Interpret your results. Is this classifier doing a good job? Be careful to think of the nature of the data
and the business problem.
Question 4
Consider your decision tree. Can you make general statements about who is likely to default, based on
the rules in your tree? (Don’t simply restate every rule! Consider whether there are general insights to
be gained.)
Question 5

In the data file provided, there are 25 rows at the end with no label. Consider this data to be from new
or potential customers, for which we want to make predictions. (That’s one of the key purposes of our
work, after all!)
Of course, with a decision tree, we could manually make a prediction for each new customer, but that is:
a) slow; b) a lot of work!; c) error-prone. Moreover, for many of the models we will see later in the
course, it is much more cumbersome to make predictions manually.

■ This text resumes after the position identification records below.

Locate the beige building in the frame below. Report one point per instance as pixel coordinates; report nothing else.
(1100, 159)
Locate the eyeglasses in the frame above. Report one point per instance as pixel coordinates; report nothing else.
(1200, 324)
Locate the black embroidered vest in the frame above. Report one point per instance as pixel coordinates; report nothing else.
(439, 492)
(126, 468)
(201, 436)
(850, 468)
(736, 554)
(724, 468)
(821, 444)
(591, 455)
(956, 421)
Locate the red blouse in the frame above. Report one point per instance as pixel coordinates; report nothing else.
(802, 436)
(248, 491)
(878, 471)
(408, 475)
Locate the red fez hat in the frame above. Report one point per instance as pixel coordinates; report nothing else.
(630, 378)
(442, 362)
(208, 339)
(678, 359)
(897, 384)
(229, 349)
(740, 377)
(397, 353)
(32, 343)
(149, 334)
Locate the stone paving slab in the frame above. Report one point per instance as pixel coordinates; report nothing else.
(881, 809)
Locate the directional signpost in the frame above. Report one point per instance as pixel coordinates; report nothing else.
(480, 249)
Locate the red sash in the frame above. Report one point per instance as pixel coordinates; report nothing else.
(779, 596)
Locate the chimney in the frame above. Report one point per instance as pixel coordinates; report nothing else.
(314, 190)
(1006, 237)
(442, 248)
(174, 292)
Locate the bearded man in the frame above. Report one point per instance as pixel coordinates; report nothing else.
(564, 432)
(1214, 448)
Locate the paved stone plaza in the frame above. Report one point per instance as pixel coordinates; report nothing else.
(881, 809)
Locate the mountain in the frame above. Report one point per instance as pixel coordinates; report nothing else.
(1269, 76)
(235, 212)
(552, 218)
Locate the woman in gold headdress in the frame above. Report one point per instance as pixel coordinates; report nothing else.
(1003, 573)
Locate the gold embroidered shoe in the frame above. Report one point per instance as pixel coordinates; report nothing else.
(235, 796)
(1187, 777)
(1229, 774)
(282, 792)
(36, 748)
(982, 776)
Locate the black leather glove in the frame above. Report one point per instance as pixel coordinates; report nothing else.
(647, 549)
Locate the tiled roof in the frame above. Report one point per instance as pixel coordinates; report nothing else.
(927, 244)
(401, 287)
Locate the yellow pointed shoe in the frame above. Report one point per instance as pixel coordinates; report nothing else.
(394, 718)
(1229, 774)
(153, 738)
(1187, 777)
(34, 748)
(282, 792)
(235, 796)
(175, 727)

We would prefer to use the tool
itself.
One way to do so in JMP Pro is to manually type in new data rows at the end of the table; a much less
laborious process is the include the ‘new’ records at the end of the original file. (Of course, there are
means to ‘package’ the model and use it on completely new files, but we don’t need to do so here.)
New instances should have values for every field, except an empty ‘default’ field.
We can add columns that apply the model (in this case, the final decision tree) to every row in the file,
including the new ones. To do so, in the window displaying your decision tree output, click on the red
triangle menu (the one at the very top), and select Save Columns > Save Prediction Formula. After doing
so, you will see three new columns in your table: one each showing the predicted probability of
default=0 and default=1, and then a predicted value of ‘default’ itself. For labelled customers,
comparing these predictions to the real values of default is how we measure the accuracy of the model;
for new customers (which don’t have values for ‘default’!), we simply have the predictions. In your
report, include the following:
a) The last 25 rows in the table, showing the predictions for the ‘new’ instances;
b) Which customers are predicted to default?
c) What is the highest probability of default, and which customer(s) had it? Explain how that
probability is calculated. (Think about how we make decisions using a decision tree, and what
we get at the ‘end’ of a decision. Manually making a prediction using the tree may help, too.)